Выбрать главу

Опустошенная милицией башня, замазанный дворником с аппретурной фабрики подвал, были восстановлены Коськой с еще большей быстротой, чем когда-то восстанавливался Китай-город, опустошенный пожаром.

Но, как, вероятно, у древних обитателей Китай-города в новеньких домиках, на резных крылечках пахло гарью, так и у маленьких бандитов в восстановленном под общежитие подвале не раз слышался запах крепчайшего немецкого табаку фабричного дворника. Он спускался туда перед тем, как в третий или четвертый раз заплескать лазейку известью, и кричал в темноте:

— Есть тут кто? Слышь, ребята: замазывать окно сейчас буду! Подохнете тута!

Изгнанные из круглой башни частыми дождями, нерегистрированные обитатели Китайгородских башен ютились в подвале, и каждый раз на зов дворника кто-нибудь откликался из темноты сурово:

— Тебе что, жалко?

Дворник смущался:

— Мне не жалко, а мне приказывают.

Посовещавшись, ребята выползали и, стоя поодаль, глядели равнодушно, как дворник закладывал кирпичи, плескал известкой и уходил.

В сумерках кирпичи разбирались, ребята, как змеи, проскальзывали вниз, закладывали пролаз изнутри и, обезопасивши себя от неожиданных вторжений таким образом, спокойно укладывались на полу.

Внешне как будто бы ничто не изменилось после странного бегства Пыляя и неудачи с девчонкой в этом подвале, однако, возвращавшийся поздно ночью Коська чувствовал, что не все обстоит ладно в его шайке.

— Вы что? — часто обрывал он шушукающихся друг с другом ребят, — про что это?

— Все про Пыляя, — готовно отвечал кто-нибудь из приближенных маленького атамана, в то время, как остальные молчали, — вот рассказывает Вьюнок про него. Девочка, оказывается, про какие-то стекла ему наговорила, будто бы и за версту видеть можно через них. Он Вьюнку тогда же поминал про это…

— Ну и что?

— Так ведь хочется, конечно, узнать, правда ли. Вот нам бы такие стекла, Коська, а?

Коська сжимал кулаки и вдруг вспыхивал:

— Я его без стекол сыщу, чтоб ему голову оторвать!

Атаманский крик успокаивал на время ребят, но не надолго. Бегство товарища как будто указывало какую-то дорогу, которая уходила в другой мир и не возвращалась в затхлый подвал. Не думать об этом нельзя было, и без Коськи, без его соглядатаев, ребята шумно спорили о происшедшем.
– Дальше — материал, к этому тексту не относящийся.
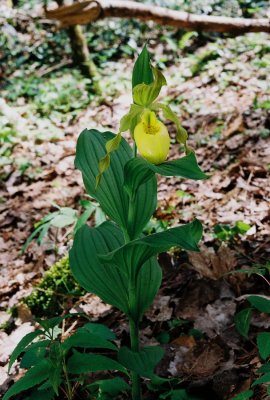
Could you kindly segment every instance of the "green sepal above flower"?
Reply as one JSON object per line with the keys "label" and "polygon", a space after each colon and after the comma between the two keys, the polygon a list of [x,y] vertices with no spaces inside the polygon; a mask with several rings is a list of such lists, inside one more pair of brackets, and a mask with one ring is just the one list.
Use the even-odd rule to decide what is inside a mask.
{"label": "green sepal above flower", "polygon": [[143,107],[150,107],[157,99],[162,86],[167,85],[166,79],[161,71],[152,67],[154,81],[150,84],[140,83],[133,89],[133,101]]}
{"label": "green sepal above flower", "polygon": [[153,71],[151,68],[150,53],[146,45],[143,46],[141,53],[135,61],[132,71],[132,89],[140,83],[149,85],[154,80]]}

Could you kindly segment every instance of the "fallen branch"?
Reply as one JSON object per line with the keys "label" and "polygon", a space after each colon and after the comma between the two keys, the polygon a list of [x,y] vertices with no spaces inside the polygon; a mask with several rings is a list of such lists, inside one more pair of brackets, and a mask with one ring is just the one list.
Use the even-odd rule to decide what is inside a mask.
{"label": "fallen branch", "polygon": [[247,19],[196,15],[123,0],[86,0],[71,6],[47,10],[46,17],[58,20],[62,28],[77,24],[89,24],[104,18],[136,18],[189,31],[228,32],[238,35],[246,32],[270,33],[270,20],[266,18]]}
{"label": "fallen branch", "polygon": [[52,65],[49,68],[41,69],[41,70],[37,71],[37,76],[39,78],[41,78],[42,76],[50,74],[51,72],[55,72],[58,69],[66,67],[67,65],[70,65],[70,64],[72,64],[72,60],[71,59],[65,59],[65,60],[61,61],[59,64],[55,64],[55,65]]}

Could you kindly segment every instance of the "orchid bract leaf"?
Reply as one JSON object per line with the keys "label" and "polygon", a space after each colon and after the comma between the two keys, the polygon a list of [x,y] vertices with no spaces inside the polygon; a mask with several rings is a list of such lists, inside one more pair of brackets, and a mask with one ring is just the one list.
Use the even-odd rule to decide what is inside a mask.
{"label": "orchid bract leaf", "polygon": [[132,72],[132,88],[145,83],[149,85],[153,82],[153,72],[150,66],[150,54],[147,47],[144,46],[142,52],[139,54]]}
{"label": "orchid bract leaf", "polygon": [[151,164],[143,158],[136,157],[125,165],[124,188],[128,193],[136,190],[151,179],[155,174],[162,176],[181,176],[194,180],[207,179],[207,175],[200,169],[194,153],[179,158],[178,160],[166,161],[159,165]]}
{"label": "orchid bract leaf", "polygon": [[121,268],[129,279],[134,279],[142,265],[149,258],[165,252],[171,247],[181,247],[185,250],[199,251],[198,242],[202,237],[202,225],[198,220],[165,232],[145,236],[125,244],[104,255],[99,255],[100,262],[116,265]]}

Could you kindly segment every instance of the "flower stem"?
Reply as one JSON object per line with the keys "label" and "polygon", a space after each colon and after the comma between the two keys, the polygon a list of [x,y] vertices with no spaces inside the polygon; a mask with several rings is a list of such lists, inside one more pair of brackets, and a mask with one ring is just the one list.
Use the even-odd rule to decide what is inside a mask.
{"label": "flower stem", "polygon": [[[130,345],[131,350],[134,352],[139,351],[139,324],[138,321],[134,321],[132,318],[129,320],[130,328]],[[141,400],[141,385],[140,376],[136,372],[131,372],[132,381],[132,400]]]}

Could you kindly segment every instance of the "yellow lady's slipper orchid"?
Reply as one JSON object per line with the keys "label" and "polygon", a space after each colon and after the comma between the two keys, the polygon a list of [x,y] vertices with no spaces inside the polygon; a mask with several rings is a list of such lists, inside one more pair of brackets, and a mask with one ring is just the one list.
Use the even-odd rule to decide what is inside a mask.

— А по-моему, — мечтал вслух Вьюнок, — он и вернется еще. Тяпнет денег у толстопузика какого-нибудь и сюда.

— Догадаться бы ему стеклы те прихватить! — деловито подсказывал Ванюшка. — нам бы они вот пригодились…

— За деньги стеклы достанем. Были бы деньги!
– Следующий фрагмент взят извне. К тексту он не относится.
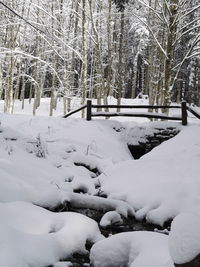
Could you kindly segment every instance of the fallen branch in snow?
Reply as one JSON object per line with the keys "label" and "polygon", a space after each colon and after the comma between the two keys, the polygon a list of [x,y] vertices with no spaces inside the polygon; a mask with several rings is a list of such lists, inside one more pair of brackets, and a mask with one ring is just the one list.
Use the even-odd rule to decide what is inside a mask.
{"label": "fallen branch in snow", "polygon": [[68,199],[63,200],[63,204],[70,203],[74,208],[88,208],[102,211],[116,211],[118,214],[128,217],[134,216],[134,209],[126,202],[115,199],[101,198],[78,193],[70,193]]}

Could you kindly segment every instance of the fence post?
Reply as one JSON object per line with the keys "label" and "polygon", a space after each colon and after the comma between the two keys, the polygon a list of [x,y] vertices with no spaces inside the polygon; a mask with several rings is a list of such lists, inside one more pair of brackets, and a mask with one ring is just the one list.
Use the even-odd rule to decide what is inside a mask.
{"label": "fence post", "polygon": [[187,103],[182,101],[181,103],[181,112],[182,112],[182,125],[187,125]]}
{"label": "fence post", "polygon": [[92,101],[87,100],[87,114],[86,114],[87,121],[91,121],[91,117],[92,117]]}

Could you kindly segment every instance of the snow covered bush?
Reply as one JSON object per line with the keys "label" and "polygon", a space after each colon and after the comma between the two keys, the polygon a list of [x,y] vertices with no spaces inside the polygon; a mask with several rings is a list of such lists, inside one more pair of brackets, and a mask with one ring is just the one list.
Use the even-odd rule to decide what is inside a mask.
{"label": "snow covered bush", "polygon": [[35,142],[35,155],[38,158],[45,158],[47,154],[47,147],[45,142],[42,140],[40,134],[38,134]]}

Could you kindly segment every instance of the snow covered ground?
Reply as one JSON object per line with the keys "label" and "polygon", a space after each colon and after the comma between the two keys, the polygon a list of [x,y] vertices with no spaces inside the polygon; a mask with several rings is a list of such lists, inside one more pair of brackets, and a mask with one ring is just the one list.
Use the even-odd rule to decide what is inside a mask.
{"label": "snow covered ground", "polygon": [[[95,267],[172,267],[200,253],[199,121],[173,123],[182,129],[175,138],[133,160],[127,135],[113,127],[134,132],[138,118],[48,117],[45,103],[36,117],[28,106],[24,114],[0,114],[0,266],[69,266],[58,262],[86,253],[86,241],[96,243]],[[169,237],[143,231],[105,239],[94,220],[45,209],[65,203],[104,210],[102,227],[127,216],[160,225],[175,219]]]}

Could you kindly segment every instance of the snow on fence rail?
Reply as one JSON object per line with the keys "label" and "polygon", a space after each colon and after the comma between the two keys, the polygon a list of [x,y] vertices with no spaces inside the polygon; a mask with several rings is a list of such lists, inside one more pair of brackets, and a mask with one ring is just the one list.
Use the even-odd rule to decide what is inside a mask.
{"label": "snow on fence rail", "polygon": [[[166,120],[179,120],[182,121],[182,125],[187,125],[187,110],[200,119],[200,114],[198,114],[191,106],[188,106],[186,101],[182,101],[181,105],[172,105],[172,106],[161,106],[161,105],[94,105],[91,100],[87,100],[87,104],[81,106],[80,108],[69,112],[64,116],[67,118],[83,109],[87,110],[86,119],[90,121],[92,117],[144,117],[144,118],[156,118],[156,119],[166,119]],[[116,108],[116,109],[181,109],[181,116],[167,116],[163,113],[157,112],[92,112],[93,108]]]}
У кого-то в сумраке душного подвала, под шепот дождя, скатывавшегося по стенам снаружи, плелись друг за другом, как прохожие в поле, невеселые мысли. И в мечты врывалась горькая действительность:

— Теперь, как холода будут, ребята, неужто в Ташкент тронемся?

В подвале вдруг становилось тихо и в тишине не один вздох вырывался и таял, как задушенный стон. Никто не отвечал. Тогда смелее уже раздавался тот же голос:

— Пыляю, вот, холоду не бояться теперь. И кормят и поят!
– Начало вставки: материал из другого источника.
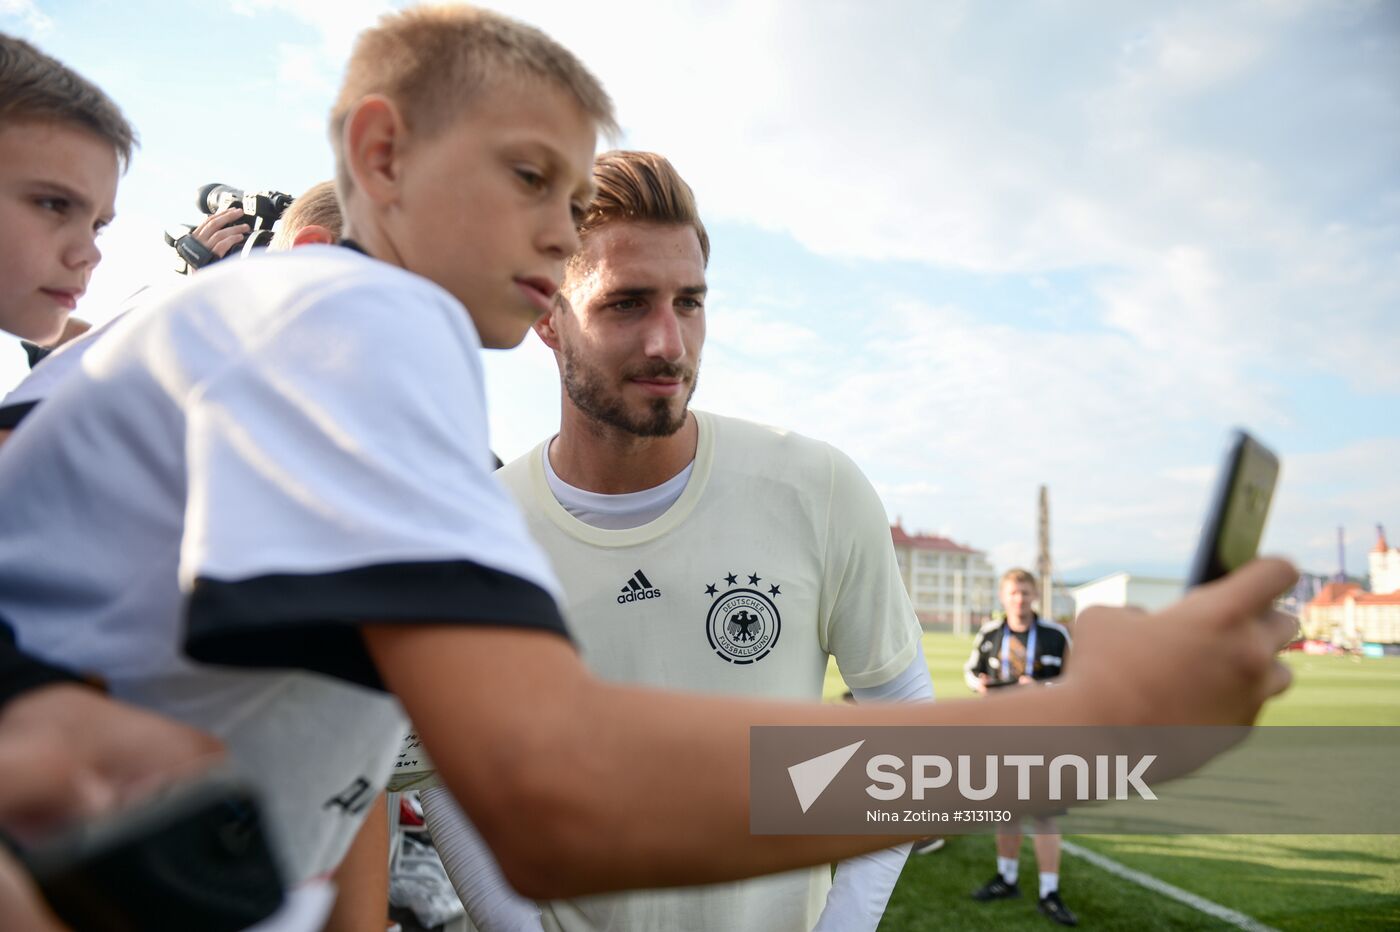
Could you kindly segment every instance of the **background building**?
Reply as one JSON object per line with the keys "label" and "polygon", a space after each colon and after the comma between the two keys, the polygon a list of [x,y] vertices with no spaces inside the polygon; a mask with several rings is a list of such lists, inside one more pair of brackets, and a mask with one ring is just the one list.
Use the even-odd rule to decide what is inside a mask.
{"label": "background building", "polygon": [[1354,582],[1323,586],[1303,607],[1303,637],[1353,649],[1400,645],[1400,550],[1386,543],[1381,527],[1376,528],[1370,570],[1370,592]]}
{"label": "background building", "polygon": [[1376,546],[1370,553],[1371,591],[1377,595],[1400,592],[1400,548],[1385,541],[1385,528],[1376,525]]}
{"label": "background building", "polygon": [[1051,609],[1047,612],[1044,606],[1041,606],[1040,614],[1053,618],[1062,625],[1073,625],[1074,616],[1078,614],[1074,608],[1074,588],[1070,583],[1055,580],[1054,595],[1051,596]]}
{"label": "background building", "polygon": [[1400,644],[1400,592],[1328,583],[1303,609],[1303,637],[1342,647]]}
{"label": "background building", "polygon": [[925,627],[975,631],[997,604],[997,576],[987,555],[946,537],[890,528],[904,588]]}
{"label": "background building", "polygon": [[1180,599],[1185,587],[1186,581],[1183,579],[1112,573],[1075,586],[1070,592],[1074,596],[1074,614],[1077,617],[1091,605],[1132,605],[1155,612]]}

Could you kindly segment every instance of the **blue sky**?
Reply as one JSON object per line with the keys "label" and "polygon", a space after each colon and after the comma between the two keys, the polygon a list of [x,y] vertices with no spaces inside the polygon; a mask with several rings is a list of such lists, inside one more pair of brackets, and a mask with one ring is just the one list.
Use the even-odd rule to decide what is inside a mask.
{"label": "blue sky", "polygon": [[[360,0],[0,0],[142,148],[79,313],[170,273],[208,181],[297,193]],[[906,528],[1060,575],[1186,562],[1226,430],[1284,459],[1265,545],[1400,537],[1400,6],[501,3],[613,94],[710,226],[696,404],[850,453]],[[21,374],[12,347],[0,386]],[[489,354],[507,458],[558,417]]]}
— А он нас всех подвел, хорошо? — вскакивал невидный в темноте Ванюшка, — за это надо что ему сделать, а?

— Коська все равно пропил бы да пронюхал бы весь выкуп. Знаем мы!

— Так ты что ж? Значит против всех… Это ты-то, Семик, что мы тебя приняли…

— Я не против, а вот замажут нас тут всех на смерть, как в Ташкенте…

— Ну так что ж теперь?

— А Пыляй вот ушел.

— Так и ты хочешь? Иди, мы тебя не держим. Иди, куда хочешь.

— И уйду!

— Иди, только уж тогда назад не ворочайся!

— И не вернусь.

Пока еще ребята ограничивались спорами. Но Коська чувствовал, как они становились все менее и менее послушными. Подговорить их на новую охоту у Проломных ворот ему не удалось вовсе. Промышлять же бабьими сумочками становилось с каждым днем все труднее и труднее. Лотошники, корзинщики и вся торговая мелочь давно уже научились обороняться от налетавшей вдруг на лотки Коськиной стаи.

Даже с мальчишками и девчонками трудно было справляться. Едва лишь показывался Коська со своей оравой, как уже от лотка к лотку передавался сторожевой крик: «Шарашики»!

И Коська должен был проходить мимо, делая вид парня, шляющегося по набережной ради собственного своего удовольствия.